The National Gallery is another forbidding edifice. But now the painter, status assured, is permitted, even encouraged, to explore its interior spaces. The breathtaking accumulation of treasures. So begins the "slow emergence" of what Wiggins calls a "long and deep familiarity". The process of copying, re-making, of drawing from originals, is an important aspect of Kossoff's practice. The thirst for intimacy with masterworks, bunched together, curated, offered to a discriminating public, is almost erotic. The versions can be carried home, as warped prompts, to form a secondary exhibition: as they are arranged in the painter's studio. He can observe, without pressure, how these new-old things react, one against the next. Everything is in flux, with the drawings as a record, a significant catalogue of influences. Everything begins with the memory of that first confrontation, in the National Gallery, with Rembrandt's A Woman Bathing in a Stream
Status assured, honoured at the Venice Biennale, Kossoff is given access to the galleries at times when the general public are excluded. This, I feel, is one of the privileges of the city. It is part of the mythology of a figure such as Lucian Freud, that he is able to stalk the National Gallery, a skeleton security staff for company; the distant hum of floor-waxing machines and vacuum cleaners. Critics, promoters and sponsors get their turn, mingling with their own kind, at allocated hours - before the ticket-purchasers are let in. But it is only the established artists of the moment who are allowed, as it suits them, to make their pact with images that challenge and inspire every atom of their vision.
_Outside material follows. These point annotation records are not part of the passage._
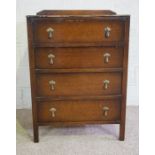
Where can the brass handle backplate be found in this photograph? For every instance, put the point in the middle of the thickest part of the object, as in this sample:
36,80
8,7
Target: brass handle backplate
52,84
107,31
50,32
51,57
106,84
105,111
106,57
53,110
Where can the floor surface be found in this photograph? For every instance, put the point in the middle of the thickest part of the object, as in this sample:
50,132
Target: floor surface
81,140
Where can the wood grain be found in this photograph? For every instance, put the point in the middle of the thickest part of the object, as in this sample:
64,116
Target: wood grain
79,111
92,57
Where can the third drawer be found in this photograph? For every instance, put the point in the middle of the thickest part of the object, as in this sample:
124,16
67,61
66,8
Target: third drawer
67,84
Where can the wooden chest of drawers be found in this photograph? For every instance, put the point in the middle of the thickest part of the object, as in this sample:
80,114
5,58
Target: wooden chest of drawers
78,67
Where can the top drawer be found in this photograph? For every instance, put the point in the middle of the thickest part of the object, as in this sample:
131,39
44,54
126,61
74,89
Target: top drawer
78,31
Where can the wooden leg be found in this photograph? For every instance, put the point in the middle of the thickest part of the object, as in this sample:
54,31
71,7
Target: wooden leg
122,132
35,133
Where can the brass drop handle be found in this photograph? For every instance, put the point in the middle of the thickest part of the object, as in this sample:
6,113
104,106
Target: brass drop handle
52,84
105,111
51,57
106,57
50,32
107,31
106,84
53,110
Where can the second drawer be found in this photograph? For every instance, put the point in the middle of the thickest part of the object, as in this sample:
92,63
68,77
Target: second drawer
88,57
68,84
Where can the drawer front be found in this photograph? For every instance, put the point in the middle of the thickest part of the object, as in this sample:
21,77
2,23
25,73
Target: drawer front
106,110
93,57
78,31
78,84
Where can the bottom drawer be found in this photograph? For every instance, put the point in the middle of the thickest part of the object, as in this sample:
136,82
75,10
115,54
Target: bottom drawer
75,111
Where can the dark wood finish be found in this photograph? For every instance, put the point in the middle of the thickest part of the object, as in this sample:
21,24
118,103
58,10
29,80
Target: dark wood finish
79,111
80,70
124,80
79,84
78,44
84,31
76,57
96,97
76,12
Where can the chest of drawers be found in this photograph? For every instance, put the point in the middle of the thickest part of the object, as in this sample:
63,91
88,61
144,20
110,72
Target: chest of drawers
78,67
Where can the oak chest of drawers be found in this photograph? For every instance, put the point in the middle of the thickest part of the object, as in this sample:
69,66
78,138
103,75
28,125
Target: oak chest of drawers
78,67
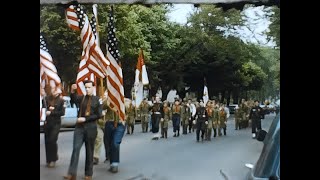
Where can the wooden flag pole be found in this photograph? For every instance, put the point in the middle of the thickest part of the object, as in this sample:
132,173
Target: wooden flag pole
95,13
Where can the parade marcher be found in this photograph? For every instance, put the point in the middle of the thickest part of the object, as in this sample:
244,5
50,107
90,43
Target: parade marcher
222,121
255,115
55,109
216,120
201,120
185,118
90,110
176,115
144,113
98,143
244,114
165,120
113,133
193,113
237,118
157,114
131,115
210,120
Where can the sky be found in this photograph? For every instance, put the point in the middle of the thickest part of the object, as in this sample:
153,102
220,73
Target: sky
254,17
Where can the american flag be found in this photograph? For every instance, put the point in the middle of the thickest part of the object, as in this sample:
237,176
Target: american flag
48,71
115,90
92,59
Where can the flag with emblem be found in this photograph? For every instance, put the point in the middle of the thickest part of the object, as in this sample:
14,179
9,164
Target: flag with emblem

But Kossoff's reimagined Spanish dwarfs are not the dwarfs of Velázquez; the Spanishness has been leached out, the chill of pride, the naked confrontation, the cruelty. Kossoff's figures bulk the frame, dispense with landscape. The respect with which the London artist makes his approach is activated by his ability to recognise what can be adapted, subverted. Supposed classicists such as Poussin, with his immaculate apparatus of design and reference, can be granted the physical weight and incipient violence of early Cézanne. By observation, close study, Kossoff rescues certain paintings from the fix of time: they are made new, in a furious thatch of disputing marks and lines. In a culture of duplicates, calendars, mugs, digitised reproductions, Kossoff's drawings are always fresh and inspirational.
During the second world war, many of the paintings from the National Gallery were removed for safekeeping to the slate quarries of Blaenau Ffestiniog. But some of the greatest treasures, one at a time, were returned to London. To take their chances like the rest of us. A single masterwork could stand for all the others and sustain a wearied and battered population. Kossoff's Christ Church, in this exhibition, is of that order. A large truth in a mendacious era. When Kossoff saw the work, placed in the gallery, his knees buckled. His earlier hesitations about the show were set aside. "It's all right," he said.